Сколько ему было лет? Около шестидесяти. Чуть больше, чуть меньше - одним словом, человек без возраста. Уже в детстве у него, наверное, было такое же круглое невыразительное лицо, он глядел бледными тусклыми глазами, плечи, как и теперь, были покатые, голова без следов растительности, походка тяжелая - ничто в нем ни тогда, ни сейчас не возбуждало интереса. И Гриша понял почему: все черты казались как бы стертыми, настолько, что взгляд соскальзывал со лба к носу и губам, не задерживаясь ни на одной складочке, морщинке. Ничто не останавливало внимания. Полная безликость.
- Пойдем, сынок, - предложил Зупанов. - Я буду говорить за двоих. Расскажу тебе такие истории, каких ты не знаешь, а знать обязан.
Они спустились в полуподвал, Зупанов открыл одну из дверей, предложил войти, налил стакан газировки. Гриша пил ее мелкими глотками, оглядывая комнату. Раскладная кровать, стол, два стула, сундук, этажерка с книжками, по корешкам которых он пробежал глазами, читая названия.
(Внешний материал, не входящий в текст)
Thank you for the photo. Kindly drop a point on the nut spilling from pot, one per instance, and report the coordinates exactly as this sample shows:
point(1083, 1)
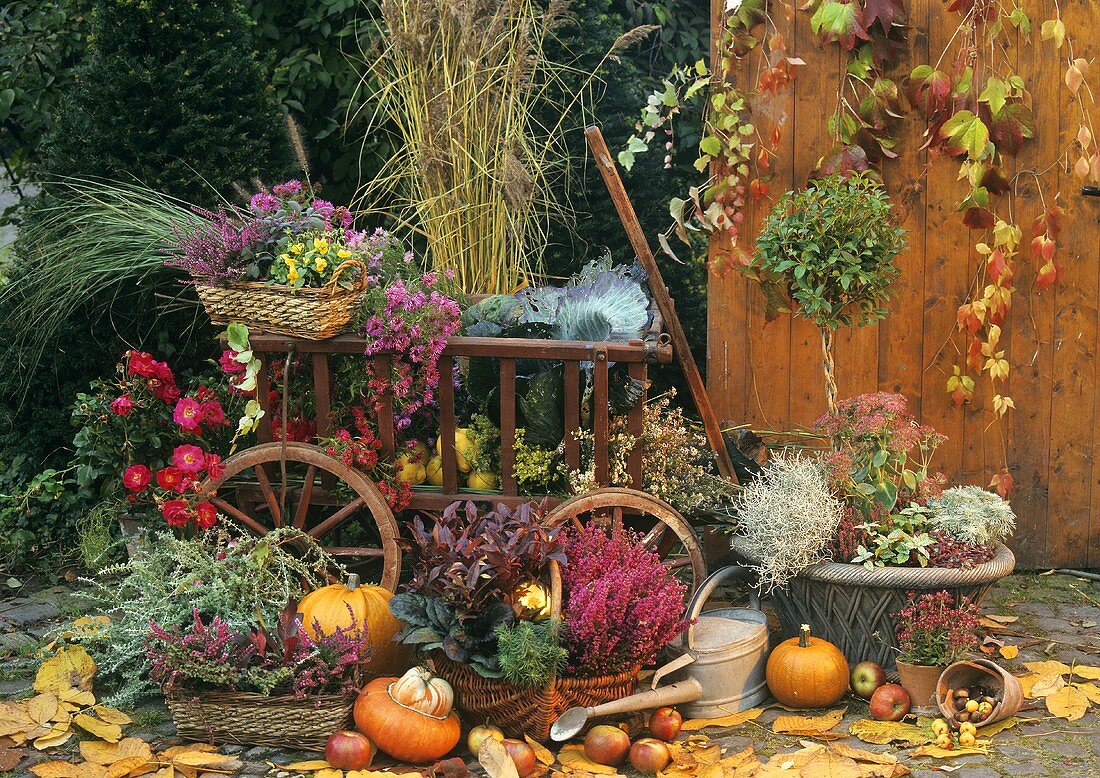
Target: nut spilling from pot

И застыл: там стоял томик Пальтиеля Коссовера "Во сне я видел моего отца".
- Ну-ну, сынок, тебе нехорошо?
Но тут сторож заметил, что Гришин взгляд прикован к этажерке.
- A-а, вот оно что! Этот сборник… ты удивлен? Почему же? Разве я не имею права любить поэзию? Он на идише? А что такого? Идиш я понимаю.
Он взял книжку и открыл наугад. Стихотворение называлось "Искры". Неуверенным голосом он начал читать, и Гриша тотчас едва не разрыдался. В его голове теснилось столько вопросов: "Кто вы, Зупанов? Где вы откопали книжку? Как долго вы тут в квартале сторожите? Вы знали моего отца?" Казалось, сторож его понял:
- Настанет день, и ты услышишь побольше. Ты придешь еще. А я тебе расскажу: ты должен узнать все.
Зупанов нагнул свою лысую голову, словно спрятал ее на груди. Может, желал скрыть, как ему трудно? Казалось, его тело растворялось в воздухе, и Гриша почувствовал необъяснимую тупую дурноту.
Слово Зупанов сдержал. Ночной сторож знал так много всякого! Восхищенный и испуганный Гриша слушал его, боясь упустить хоть слово или интонацию. Даже если б с ним заговорил собственный отец, вряд ли он слушал бы с большим вниманием.
Кто был этот человек? Почему он жил один, без семьи, без родни? Чем он был занят помимо работы? С кем виделся? Кто ему все это рассказал и кому еще он говорил об этом?
Со временем Гриша убедился, что его друг остается человеком совершенно закрытым. Если он и упоминает о других, то лишь для того, чтобы избежать разговоров о себе.